Геолог оперся о поручни, глядя в море.
– Вы… падре? – внезапно спросила азиатка, покосившись на Дмитрия. – Пастор?
– Нет! Почему вы решили? – изумился тот.
– Поэртена сказать… вы тот, который… знает вещи, – пояснила она.
– Ученый, – подсказал Мушкетов.
– Да, – женщина кивнула. – Это другое?
– Совсем другое, – убежденно проговорил молодой человек.
– Что?
Дмитрий минут пять пытался переложить на пиджин-инглиш объяснение тому, чем занимается геолог. В конце концов женщина довольно кивнула.
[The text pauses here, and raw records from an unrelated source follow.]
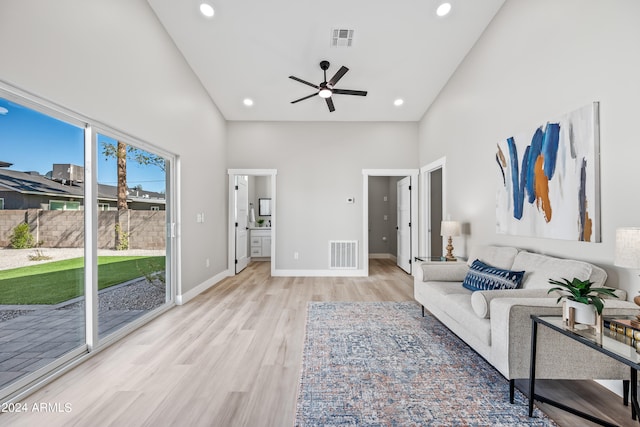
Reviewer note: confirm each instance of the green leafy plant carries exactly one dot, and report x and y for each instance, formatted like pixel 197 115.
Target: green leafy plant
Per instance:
pixel 21 237
pixel 581 291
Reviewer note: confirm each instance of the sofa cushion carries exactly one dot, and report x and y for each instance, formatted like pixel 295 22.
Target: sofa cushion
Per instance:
pixel 498 256
pixel 541 268
pixel 482 277
pixel 481 300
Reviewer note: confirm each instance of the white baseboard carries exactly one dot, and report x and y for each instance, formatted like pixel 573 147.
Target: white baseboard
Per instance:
pixel 189 295
pixel 613 385
pixel 319 273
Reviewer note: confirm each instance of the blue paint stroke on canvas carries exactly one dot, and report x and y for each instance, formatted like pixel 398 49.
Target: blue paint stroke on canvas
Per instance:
pixel 553 167
pixel 517 181
pixel 550 148
pixel 543 143
pixel 536 148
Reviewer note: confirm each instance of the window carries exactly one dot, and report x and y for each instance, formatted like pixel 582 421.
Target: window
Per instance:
pixel 46 158
pixel 63 205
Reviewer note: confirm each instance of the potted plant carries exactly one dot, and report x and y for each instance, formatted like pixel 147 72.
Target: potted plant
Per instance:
pixel 579 294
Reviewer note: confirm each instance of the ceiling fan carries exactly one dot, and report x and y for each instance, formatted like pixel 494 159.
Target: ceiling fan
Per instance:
pixel 326 88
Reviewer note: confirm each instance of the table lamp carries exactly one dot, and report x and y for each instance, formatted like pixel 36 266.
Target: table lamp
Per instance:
pixel 449 229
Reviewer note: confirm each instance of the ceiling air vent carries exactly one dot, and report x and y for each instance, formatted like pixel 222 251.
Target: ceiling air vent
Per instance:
pixel 341 38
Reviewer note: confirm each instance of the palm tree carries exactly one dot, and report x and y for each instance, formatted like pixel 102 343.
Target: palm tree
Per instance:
pixel 121 152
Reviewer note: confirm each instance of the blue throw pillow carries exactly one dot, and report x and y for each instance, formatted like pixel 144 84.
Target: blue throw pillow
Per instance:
pixel 483 277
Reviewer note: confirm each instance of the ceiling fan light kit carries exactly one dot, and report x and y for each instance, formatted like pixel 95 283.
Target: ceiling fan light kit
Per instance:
pixel 327 88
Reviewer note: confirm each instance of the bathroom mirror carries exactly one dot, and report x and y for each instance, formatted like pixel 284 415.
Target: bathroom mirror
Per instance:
pixel 264 207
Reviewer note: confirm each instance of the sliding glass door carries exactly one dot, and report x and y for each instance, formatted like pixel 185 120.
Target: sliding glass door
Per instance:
pixel 132 238
pixel 41 239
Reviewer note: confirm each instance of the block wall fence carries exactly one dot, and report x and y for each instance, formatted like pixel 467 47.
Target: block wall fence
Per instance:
pixel 65 229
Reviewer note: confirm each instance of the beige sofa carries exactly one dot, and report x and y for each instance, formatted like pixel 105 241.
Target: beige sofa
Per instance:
pixel 497 323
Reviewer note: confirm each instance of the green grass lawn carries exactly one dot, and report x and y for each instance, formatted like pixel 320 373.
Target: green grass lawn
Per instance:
pixel 58 281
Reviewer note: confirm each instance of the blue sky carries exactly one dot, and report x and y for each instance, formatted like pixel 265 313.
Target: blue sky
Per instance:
pixel 34 142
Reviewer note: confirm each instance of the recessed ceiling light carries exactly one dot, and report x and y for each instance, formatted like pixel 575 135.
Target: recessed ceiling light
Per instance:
pixel 443 9
pixel 207 10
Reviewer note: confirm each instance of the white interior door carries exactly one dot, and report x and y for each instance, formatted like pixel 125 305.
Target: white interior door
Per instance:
pixel 403 258
pixel 242 215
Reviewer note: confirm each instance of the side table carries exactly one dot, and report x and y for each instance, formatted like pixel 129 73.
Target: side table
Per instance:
pixel 602 343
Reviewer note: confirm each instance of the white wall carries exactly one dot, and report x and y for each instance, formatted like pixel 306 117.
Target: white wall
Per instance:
pixel 536 61
pixel 319 165
pixel 113 62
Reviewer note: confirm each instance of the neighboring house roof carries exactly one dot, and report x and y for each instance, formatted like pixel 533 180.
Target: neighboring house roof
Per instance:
pixel 34 183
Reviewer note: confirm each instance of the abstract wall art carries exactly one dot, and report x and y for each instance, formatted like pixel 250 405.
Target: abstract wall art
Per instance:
pixel 549 179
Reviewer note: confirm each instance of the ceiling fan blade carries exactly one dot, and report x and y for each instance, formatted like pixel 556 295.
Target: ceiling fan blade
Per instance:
pixel 330 104
pixel 304 81
pixel 303 98
pixel 341 72
pixel 350 92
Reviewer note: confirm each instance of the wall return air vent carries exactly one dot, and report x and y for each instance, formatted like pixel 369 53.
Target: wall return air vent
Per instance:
pixel 341 38
pixel 343 254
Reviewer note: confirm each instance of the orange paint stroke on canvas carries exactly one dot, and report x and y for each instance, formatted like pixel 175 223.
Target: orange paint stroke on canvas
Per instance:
pixel 503 160
pixel 588 225
pixel 542 189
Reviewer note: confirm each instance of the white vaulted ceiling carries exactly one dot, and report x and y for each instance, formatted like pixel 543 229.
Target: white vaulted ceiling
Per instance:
pixel 249 48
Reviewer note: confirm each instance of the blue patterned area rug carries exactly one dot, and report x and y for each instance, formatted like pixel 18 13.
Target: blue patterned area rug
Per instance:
pixel 383 364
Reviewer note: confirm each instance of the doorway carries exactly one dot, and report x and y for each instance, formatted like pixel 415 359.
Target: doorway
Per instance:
pixel 389 216
pixel 247 189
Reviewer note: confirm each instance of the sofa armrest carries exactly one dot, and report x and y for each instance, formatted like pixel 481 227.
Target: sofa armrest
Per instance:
pixel 481 300
pixel 558 356
pixel 441 271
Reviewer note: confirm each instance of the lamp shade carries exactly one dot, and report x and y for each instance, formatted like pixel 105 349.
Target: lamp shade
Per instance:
pixel 627 247
pixel 449 228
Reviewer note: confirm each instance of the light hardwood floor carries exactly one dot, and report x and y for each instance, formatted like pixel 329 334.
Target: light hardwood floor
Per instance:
pixel 231 357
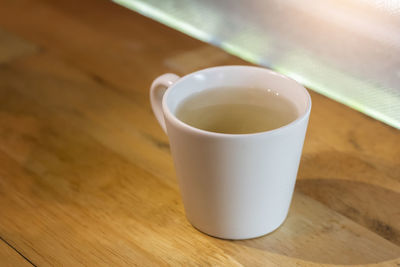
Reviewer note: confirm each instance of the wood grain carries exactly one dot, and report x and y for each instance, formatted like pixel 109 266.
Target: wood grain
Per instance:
pixel 86 176
pixel 9 257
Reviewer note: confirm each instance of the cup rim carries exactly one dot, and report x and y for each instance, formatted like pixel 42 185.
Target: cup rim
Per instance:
pixel 174 120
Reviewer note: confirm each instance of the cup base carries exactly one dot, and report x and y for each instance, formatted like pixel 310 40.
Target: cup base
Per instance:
pixel 240 237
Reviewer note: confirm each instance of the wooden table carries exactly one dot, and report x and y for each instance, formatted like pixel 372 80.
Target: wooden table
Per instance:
pixel 86 175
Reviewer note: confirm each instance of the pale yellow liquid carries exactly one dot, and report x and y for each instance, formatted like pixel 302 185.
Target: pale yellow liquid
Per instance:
pixel 236 110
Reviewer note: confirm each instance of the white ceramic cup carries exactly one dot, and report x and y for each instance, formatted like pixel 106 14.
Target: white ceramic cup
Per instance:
pixel 234 186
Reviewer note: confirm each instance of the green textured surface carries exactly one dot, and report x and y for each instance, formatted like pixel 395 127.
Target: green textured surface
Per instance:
pixel 350 80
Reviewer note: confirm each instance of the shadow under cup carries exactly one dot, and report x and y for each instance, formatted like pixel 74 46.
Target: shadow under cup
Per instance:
pixel 236 186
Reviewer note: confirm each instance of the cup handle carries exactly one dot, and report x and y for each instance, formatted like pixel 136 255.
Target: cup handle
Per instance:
pixel 157 91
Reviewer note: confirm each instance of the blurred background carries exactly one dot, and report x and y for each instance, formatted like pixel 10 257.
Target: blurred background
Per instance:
pixel 348 50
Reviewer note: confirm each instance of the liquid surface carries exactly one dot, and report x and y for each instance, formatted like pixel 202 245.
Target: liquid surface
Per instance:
pixel 236 110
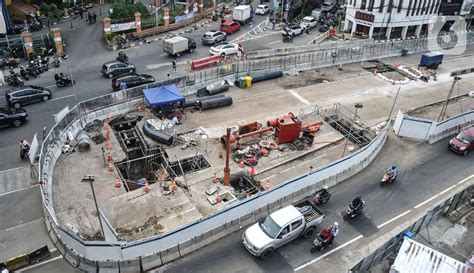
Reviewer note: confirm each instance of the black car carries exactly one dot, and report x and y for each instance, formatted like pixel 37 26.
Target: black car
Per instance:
pixel 27 94
pixel 131 80
pixel 12 117
pixel 116 68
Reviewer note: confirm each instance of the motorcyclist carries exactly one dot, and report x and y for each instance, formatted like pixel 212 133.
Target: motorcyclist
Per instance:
pixel 356 204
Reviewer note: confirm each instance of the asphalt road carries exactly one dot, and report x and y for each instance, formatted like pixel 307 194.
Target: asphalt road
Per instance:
pixel 425 170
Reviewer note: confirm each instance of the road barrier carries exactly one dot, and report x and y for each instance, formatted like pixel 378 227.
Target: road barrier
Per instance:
pixel 391 246
pixel 156 250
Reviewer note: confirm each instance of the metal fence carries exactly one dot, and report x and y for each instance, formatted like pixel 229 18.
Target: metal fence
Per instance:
pixel 447 207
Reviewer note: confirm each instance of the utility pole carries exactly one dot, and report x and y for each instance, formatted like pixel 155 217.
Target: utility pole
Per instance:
pixel 445 105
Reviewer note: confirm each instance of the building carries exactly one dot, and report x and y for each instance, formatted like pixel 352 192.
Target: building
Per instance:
pixel 389 19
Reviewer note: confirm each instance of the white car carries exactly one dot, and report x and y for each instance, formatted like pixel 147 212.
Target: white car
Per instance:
pixel 308 22
pixel 262 9
pixel 224 49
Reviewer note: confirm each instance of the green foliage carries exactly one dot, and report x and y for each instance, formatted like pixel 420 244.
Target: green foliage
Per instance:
pixel 123 9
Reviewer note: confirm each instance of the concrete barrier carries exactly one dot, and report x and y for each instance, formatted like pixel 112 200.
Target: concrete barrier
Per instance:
pixel 108 266
pixel 87 265
pixel 130 266
pixel 170 254
pixel 151 261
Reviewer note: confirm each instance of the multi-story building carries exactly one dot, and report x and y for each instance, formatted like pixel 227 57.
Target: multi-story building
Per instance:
pixel 388 19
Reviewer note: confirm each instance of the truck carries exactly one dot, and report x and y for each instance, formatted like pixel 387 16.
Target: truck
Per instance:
pixel 281 227
pixel 431 60
pixel 177 45
pixel 242 14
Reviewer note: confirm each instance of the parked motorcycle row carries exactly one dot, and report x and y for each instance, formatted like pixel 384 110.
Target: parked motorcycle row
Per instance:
pixel 325 238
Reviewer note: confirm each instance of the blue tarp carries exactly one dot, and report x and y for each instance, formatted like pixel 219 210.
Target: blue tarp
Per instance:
pixel 163 95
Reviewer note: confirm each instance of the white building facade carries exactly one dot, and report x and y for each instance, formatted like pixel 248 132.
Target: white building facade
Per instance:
pixel 389 19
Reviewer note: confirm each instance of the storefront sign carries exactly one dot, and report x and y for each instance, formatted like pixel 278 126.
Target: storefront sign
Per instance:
pixel 122 26
pixel 364 16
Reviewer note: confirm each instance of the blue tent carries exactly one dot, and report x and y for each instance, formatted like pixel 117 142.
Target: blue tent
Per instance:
pixel 163 95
– Кулам-набато, – проговорила она. – Stone witchery. Это хорошо. Только не говори Поэртена. Он боится манку-кулам. Он бы оставить меня ханту, если б не думать, что я асванг. По-испански говорят – bruja. Ведьма.
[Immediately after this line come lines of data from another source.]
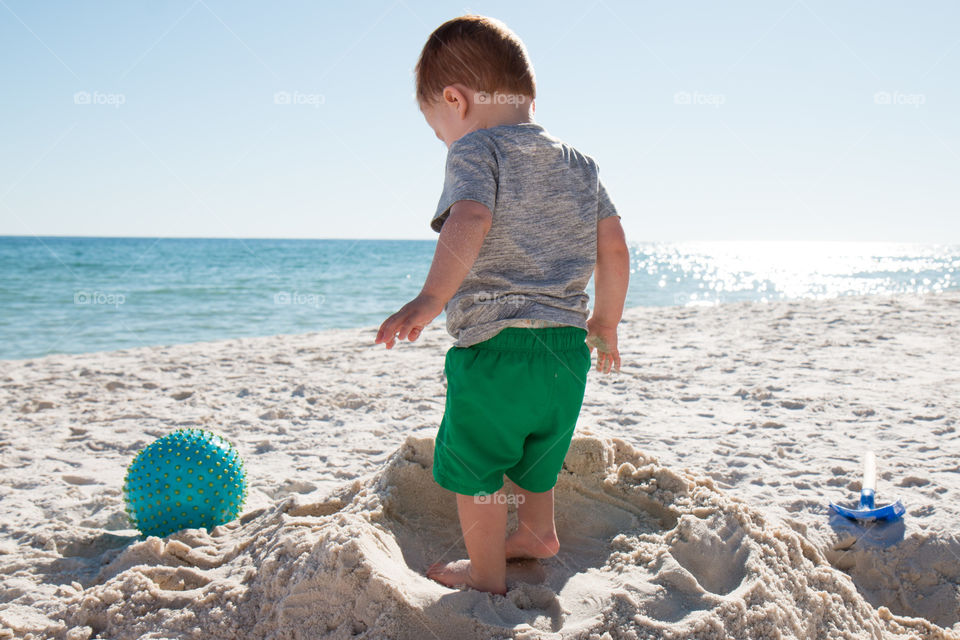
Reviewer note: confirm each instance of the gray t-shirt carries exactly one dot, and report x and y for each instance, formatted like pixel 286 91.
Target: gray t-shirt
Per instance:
pixel 546 198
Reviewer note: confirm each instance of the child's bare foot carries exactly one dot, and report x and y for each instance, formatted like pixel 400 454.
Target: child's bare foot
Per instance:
pixel 457 573
pixel 525 544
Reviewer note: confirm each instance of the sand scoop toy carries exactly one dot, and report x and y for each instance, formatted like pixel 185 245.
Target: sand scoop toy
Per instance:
pixel 867 511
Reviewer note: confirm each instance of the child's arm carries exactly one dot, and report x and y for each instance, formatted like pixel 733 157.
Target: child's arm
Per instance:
pixel 610 278
pixel 459 244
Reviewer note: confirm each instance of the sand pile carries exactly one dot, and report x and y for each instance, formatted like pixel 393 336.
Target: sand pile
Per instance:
pixel 646 552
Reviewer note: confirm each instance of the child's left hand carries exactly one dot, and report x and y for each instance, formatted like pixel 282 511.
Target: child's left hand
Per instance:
pixel 408 323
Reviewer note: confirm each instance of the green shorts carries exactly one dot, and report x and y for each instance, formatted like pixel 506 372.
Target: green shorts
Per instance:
pixel 512 405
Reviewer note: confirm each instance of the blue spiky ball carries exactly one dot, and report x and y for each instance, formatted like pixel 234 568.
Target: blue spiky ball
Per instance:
pixel 188 478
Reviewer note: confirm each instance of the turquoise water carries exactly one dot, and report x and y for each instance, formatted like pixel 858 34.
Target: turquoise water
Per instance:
pixel 75 295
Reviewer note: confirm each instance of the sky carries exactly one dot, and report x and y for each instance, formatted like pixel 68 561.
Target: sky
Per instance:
pixel 765 120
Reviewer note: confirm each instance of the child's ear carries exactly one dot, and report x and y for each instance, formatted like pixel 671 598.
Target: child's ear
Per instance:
pixel 454 97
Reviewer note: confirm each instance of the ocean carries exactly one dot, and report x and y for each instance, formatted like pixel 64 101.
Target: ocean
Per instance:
pixel 78 294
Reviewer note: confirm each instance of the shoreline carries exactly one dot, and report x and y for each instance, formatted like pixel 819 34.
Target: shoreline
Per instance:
pixel 438 324
pixel 773 402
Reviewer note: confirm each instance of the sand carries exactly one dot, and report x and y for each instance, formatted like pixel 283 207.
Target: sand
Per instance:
pixel 692 504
– Доктор, вы знаете, что у нас на борту сумасшедшая? – спросил Мушкетов, когда Билич отложил перо.
– Мне иногда кажется, что у нас на борту полторы сотни сумасшедших, – вздохнул врач, снимая пенсне. – Как глаза болят… Так что там стряслось?
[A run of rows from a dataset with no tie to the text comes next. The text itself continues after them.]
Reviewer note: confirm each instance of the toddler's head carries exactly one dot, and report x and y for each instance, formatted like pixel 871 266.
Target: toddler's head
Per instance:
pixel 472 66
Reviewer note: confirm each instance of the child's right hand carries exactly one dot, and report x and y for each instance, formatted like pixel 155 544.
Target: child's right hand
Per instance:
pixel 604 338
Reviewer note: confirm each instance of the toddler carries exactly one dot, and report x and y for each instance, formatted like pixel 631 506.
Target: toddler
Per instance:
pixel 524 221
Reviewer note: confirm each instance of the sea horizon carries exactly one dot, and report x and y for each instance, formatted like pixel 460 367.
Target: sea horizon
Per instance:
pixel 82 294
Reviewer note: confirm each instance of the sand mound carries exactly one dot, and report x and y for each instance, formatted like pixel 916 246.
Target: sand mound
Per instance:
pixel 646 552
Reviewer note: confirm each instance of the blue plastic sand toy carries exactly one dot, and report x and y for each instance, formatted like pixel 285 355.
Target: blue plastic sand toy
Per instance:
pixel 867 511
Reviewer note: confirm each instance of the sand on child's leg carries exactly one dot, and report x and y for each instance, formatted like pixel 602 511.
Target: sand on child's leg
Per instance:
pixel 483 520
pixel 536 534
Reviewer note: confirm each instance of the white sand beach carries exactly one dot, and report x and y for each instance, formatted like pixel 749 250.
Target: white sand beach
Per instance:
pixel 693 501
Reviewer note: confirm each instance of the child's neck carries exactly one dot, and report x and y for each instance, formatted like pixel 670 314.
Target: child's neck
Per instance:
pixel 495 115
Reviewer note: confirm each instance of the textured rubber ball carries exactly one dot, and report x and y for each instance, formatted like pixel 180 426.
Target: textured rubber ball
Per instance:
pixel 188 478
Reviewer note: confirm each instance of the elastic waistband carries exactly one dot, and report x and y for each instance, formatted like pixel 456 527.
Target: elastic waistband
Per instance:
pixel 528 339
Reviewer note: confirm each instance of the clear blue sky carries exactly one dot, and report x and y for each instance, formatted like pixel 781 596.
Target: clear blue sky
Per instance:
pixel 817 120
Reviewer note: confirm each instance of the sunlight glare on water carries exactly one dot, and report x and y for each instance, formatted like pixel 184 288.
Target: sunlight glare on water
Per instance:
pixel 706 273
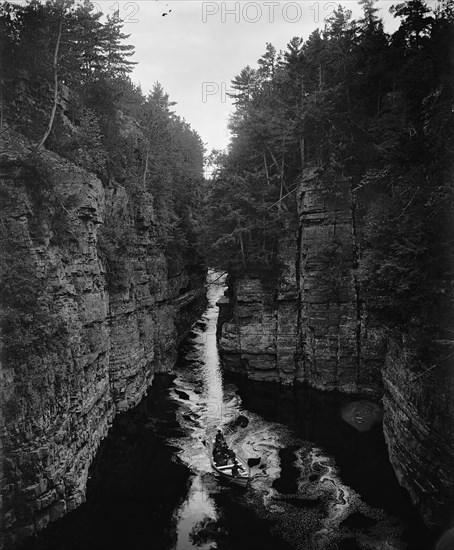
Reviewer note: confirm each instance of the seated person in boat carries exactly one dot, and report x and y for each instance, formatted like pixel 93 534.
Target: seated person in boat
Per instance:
pixel 219 438
pixel 235 469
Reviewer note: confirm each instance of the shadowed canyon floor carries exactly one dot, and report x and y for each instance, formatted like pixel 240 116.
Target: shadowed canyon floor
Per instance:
pixel 318 482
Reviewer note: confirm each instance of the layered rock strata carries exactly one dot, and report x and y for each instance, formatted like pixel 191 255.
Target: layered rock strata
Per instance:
pixel 311 326
pixel 419 429
pixel 102 345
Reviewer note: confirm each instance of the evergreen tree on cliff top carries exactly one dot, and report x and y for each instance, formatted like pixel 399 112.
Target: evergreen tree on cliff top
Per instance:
pixel 350 103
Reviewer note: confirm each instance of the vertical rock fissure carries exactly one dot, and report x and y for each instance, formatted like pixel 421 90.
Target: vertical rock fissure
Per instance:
pixel 357 289
pixel 298 339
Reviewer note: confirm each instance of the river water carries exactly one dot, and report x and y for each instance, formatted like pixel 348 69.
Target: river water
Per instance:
pixel 317 482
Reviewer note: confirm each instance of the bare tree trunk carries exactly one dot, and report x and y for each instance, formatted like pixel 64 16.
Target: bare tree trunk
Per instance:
pixel 282 187
pixel 146 165
pixel 241 246
pixel 302 145
pixel 54 107
pixel 266 169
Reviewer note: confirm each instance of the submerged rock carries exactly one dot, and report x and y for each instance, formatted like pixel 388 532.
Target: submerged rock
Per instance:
pixel 362 415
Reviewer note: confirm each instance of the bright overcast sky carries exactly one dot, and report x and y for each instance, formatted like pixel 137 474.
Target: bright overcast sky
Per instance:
pixel 198 47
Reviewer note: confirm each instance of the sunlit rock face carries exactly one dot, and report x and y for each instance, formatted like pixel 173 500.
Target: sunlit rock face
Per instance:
pixel 102 344
pixel 311 325
pixel 419 431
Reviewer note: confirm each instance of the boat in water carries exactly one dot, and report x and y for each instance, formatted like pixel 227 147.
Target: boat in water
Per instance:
pixel 238 476
pixel 225 472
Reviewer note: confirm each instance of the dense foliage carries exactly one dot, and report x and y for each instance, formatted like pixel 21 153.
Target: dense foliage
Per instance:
pixel 351 103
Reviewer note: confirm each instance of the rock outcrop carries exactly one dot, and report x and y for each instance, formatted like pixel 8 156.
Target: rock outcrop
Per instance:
pixel 311 326
pixel 100 343
pixel 419 429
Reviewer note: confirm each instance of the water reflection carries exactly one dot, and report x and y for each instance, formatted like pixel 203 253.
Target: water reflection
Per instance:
pixel 318 483
pixel 309 498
– Одна из спасенных филиппинок заявила мне, что она ведьма, – вздохнул молодой геолог, без спросу опускаясь на край койки.
Кэп Рэндольф спал, да и бодрствующим не мог бы вмешаться в разговор по причине незнания русского языка. Как и немецкого. И французского. Английского не знал Билич, и как он объяснялся со своим пациентом, способным виртуозно ругаться на шести языках, распространенных в портах Тихого океана, но не слишком интересных морякам Российского флота, было не совсем понятно.
– Ну и что? – Билич запрокинул голову и покрутил ею из стороны в сторону, придерживая обеими руками, будто опасался, что она отвинтится. – Это не повод разбрасываться диагнозами.
– Вообще-то я полагал, что ведьмы – это дикарское суеверие, – с некоторой язвительностью отозвался молодой человек.
– И суеверие – не повод, – строго заметил врач. – Мало ли в какие глупости верят люди. Вот хотя бы взять вас.
– Ну, знаете… – Мушкетов даже обиделся немного.
– Мгм. – Билич отпустил виски и резко кивнул. Позвонки хрустнули. – Вы убеждены, что все люди должны вести себя разумно и не иметь нелепых мнений. Самое что ни на есть суеверие. А уж то, что вы ко мне пришли за помощью, и вовсе мракобесие. Потому что душевные болезни, молодой человек, скальпелем не лечат. Психика – материя тонкая, и, покуда мы не разобрались в узорах ее нитей, лучше не вмешиваться. Noli nocere, знаете ли.
– Ну почему? – возразил Мушкетов. – Исследования немецких психиатров…
– Вы про этого венского шарлатана? – Билич громко и презрительно фыркнул. – И вы еще что-то смеете говорить о суевериях? Следующим этапом станут, как я понимаю, пляски с бубном и трещоткой вокруг постели больного, на манер даяков! И вообще, – врач снова водрузил пенсне на нос, едва заметно поморщившись при этом, – отчего вы прицепились к этой вашей ведьме? Она что, на помеле летала или жабой сушеной кормила, а вы есть отказались?